Donato Bilancia

Perizia di Andreoli

La sua situazione si venne negli anni stabilizzando, nel senso che egli si raffermò in quella che egli chiama " la mia professione ", che candidamente e, bisogna dire, senza ironia, definisce " quella del ladro ". La vita che faceva gli rendeva bene economicamente (aveva, dice con semplicità, BMW e Porsche), ed il suo modello dell'Io, che riuscì a realizzare, era quello di un ladro ad alto livello, uno specialista, ladro nelle case, con capacità tecniche, in grado di inattivare un sistema di allarme e di forzare una porta blindata di una cassaforte, assieme ad un certo cosmopolitismo, sempre in giro per il mondo (con un doppio passaporto) e ad un certo grado di attitudine alla Arsenio Lupin di quello che ruba dove ce n'è e non danneggia nessuno.

Questa, diciamo così, professione clandestina, lo portò ad alcuni problemi colla giustizia. Dai 20 ai 30 anni fu spesso in prigione, globalmente, al suo computo, numerosi anni.

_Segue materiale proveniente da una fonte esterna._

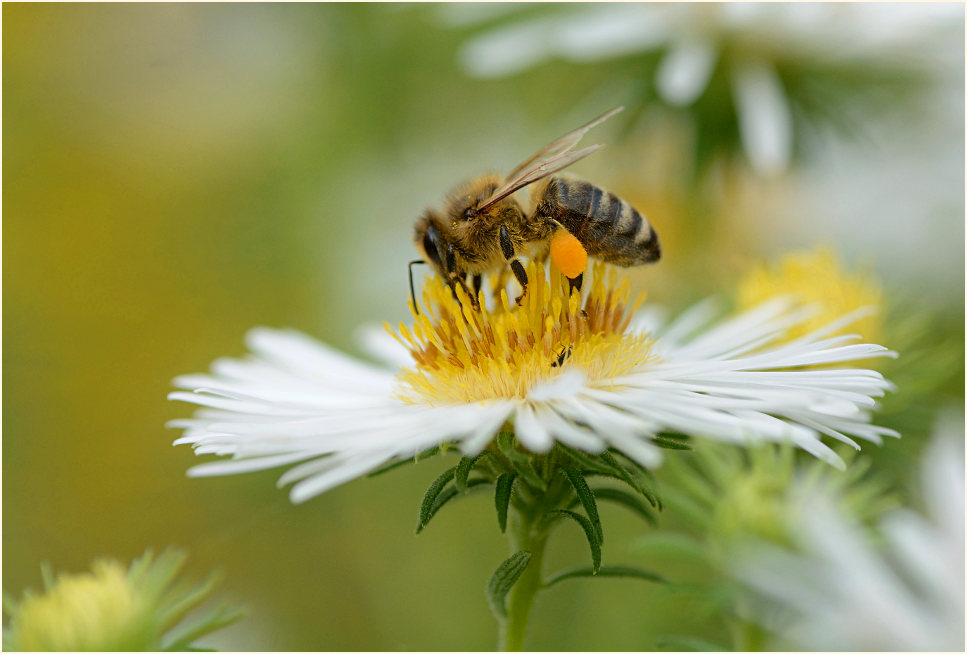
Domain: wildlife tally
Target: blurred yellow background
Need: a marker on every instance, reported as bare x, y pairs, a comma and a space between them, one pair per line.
176, 174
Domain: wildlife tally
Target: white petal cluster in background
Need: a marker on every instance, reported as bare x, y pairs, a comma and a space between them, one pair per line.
295, 401
903, 591
693, 38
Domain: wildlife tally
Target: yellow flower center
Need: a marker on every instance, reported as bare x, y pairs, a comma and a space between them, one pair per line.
816, 277
99, 611
466, 355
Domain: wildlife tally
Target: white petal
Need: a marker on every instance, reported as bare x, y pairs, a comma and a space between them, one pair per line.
376, 342
765, 120
530, 432
685, 70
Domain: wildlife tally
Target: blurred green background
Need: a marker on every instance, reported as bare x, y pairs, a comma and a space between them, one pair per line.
176, 174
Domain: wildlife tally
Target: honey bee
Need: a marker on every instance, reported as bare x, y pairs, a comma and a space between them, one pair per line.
484, 228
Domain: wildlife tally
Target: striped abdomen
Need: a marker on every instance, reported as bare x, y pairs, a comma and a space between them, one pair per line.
609, 228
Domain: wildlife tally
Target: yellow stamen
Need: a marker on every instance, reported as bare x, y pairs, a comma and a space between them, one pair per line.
816, 277
464, 355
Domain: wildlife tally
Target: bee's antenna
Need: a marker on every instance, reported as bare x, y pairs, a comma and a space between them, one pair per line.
412, 293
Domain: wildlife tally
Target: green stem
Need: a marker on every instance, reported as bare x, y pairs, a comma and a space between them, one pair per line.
524, 535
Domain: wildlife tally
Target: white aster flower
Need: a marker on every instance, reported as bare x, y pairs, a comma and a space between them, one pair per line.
748, 41
551, 370
904, 593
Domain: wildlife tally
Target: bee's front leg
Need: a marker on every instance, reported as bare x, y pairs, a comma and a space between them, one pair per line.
454, 278
510, 255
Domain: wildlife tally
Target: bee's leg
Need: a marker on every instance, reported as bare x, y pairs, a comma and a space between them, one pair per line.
575, 283
498, 283
455, 277
507, 247
476, 281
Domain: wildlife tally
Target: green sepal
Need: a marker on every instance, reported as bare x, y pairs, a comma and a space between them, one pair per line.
586, 461
589, 531
586, 498
429, 498
632, 480
450, 492
463, 471
47, 576
503, 579
676, 544
206, 623
605, 571
686, 644
505, 484
520, 461
627, 500
10, 604
425, 454
672, 441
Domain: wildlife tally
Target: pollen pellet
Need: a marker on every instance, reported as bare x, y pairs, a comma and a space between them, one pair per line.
568, 254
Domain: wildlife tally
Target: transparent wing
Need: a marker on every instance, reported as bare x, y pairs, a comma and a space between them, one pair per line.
556, 156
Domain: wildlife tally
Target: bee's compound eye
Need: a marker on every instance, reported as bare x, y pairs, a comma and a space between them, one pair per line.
429, 246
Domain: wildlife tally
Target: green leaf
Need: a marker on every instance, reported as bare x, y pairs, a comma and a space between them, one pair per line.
633, 481
587, 500
429, 498
505, 484
503, 579
463, 471
591, 534
206, 623
583, 459
677, 544
450, 492
670, 443
627, 500
425, 454
605, 571
686, 644
520, 461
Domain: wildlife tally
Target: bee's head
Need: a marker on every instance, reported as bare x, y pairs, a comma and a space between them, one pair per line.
464, 205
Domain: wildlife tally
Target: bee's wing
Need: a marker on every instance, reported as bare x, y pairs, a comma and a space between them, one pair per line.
539, 171
556, 156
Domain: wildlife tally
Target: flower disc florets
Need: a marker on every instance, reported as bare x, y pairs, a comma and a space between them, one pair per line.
464, 355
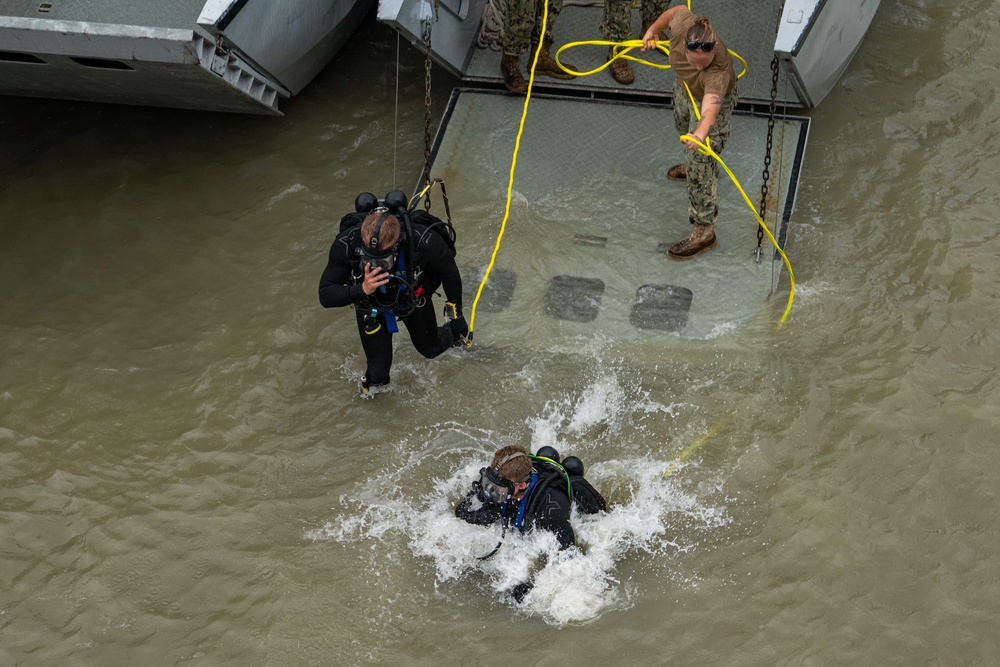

Nonostante la sufficiente riuscita di questo modello, gli dava in qualche modo la figura di un trasgressivo e di un criminale con un certo " a plomb " e ad un certo livello, tutto ciò non riusciva a superare i suoi profondi sentimenti d'insufficienza che si esprimevano nella solitudine e nella fragilità di fronte al tradimento. Il senso di solitudine era pressoché totale, ed egli faceva fronte a questo tramite una vita sociale forzosa, una sorta di tendenza artificiosa alle relazioni, che lo portava ad essere prodigo, a prestare e ad elargire denaro per ottenere compiacenza ed attenzione, per essere in altre parole voluto, e ad impegnarsi sempre più nel gioco d'azzardo (qualsiasi tipo di gioco, egli afferma): non c'è soggettivamente nella narrativa del signor Bilancia il vissuto soggettivo del "gambler", del gioco come discontrollo degli impulsi, ma piuttosto del gioco come tramite alla socializzazione, al rapporto cogli altri, al tentativo in realtà vano di superamento della solitudine interiore tramite la creazione di legami d'intesa e di solidarietà apparente. Finito il suo "lavoro", che tra l'altro non garantisce orari continuativi, finita l'attività nella piccola officina che aveva a casa, corollario necessario all'attività di scassinatore (torni, banco di lavoro per chiavi, passpartout ecc.) il senso di essere solo lo assaliva e veniva colmato con pseudoattività sociali e con il "gambling ", o indifferentemente, poteva portare a pranzo uno sconosciuto. Tuttavia non potremmo escludere che una tendenza al piacere del rischio, alla soddisfazione intensa, alla bramosia d'azzardo, non fossero presenti ad inquadrare certi aspetti di discontrollo pulsionale. Ma non c'è dubbio che il terrore della solitudine ha giocato qui un ruolo di primo piano. La sua tendenza alla prodigalità e alla grandiosità ("mi sono giocato almeno due miliardi ") è anche ovviamente legata al suo sentimento d'umiliazione e di vergogna del suo isolamento e del suo essere abbandonato antico ("mi vergognavo ad andare al ristorante da solo ").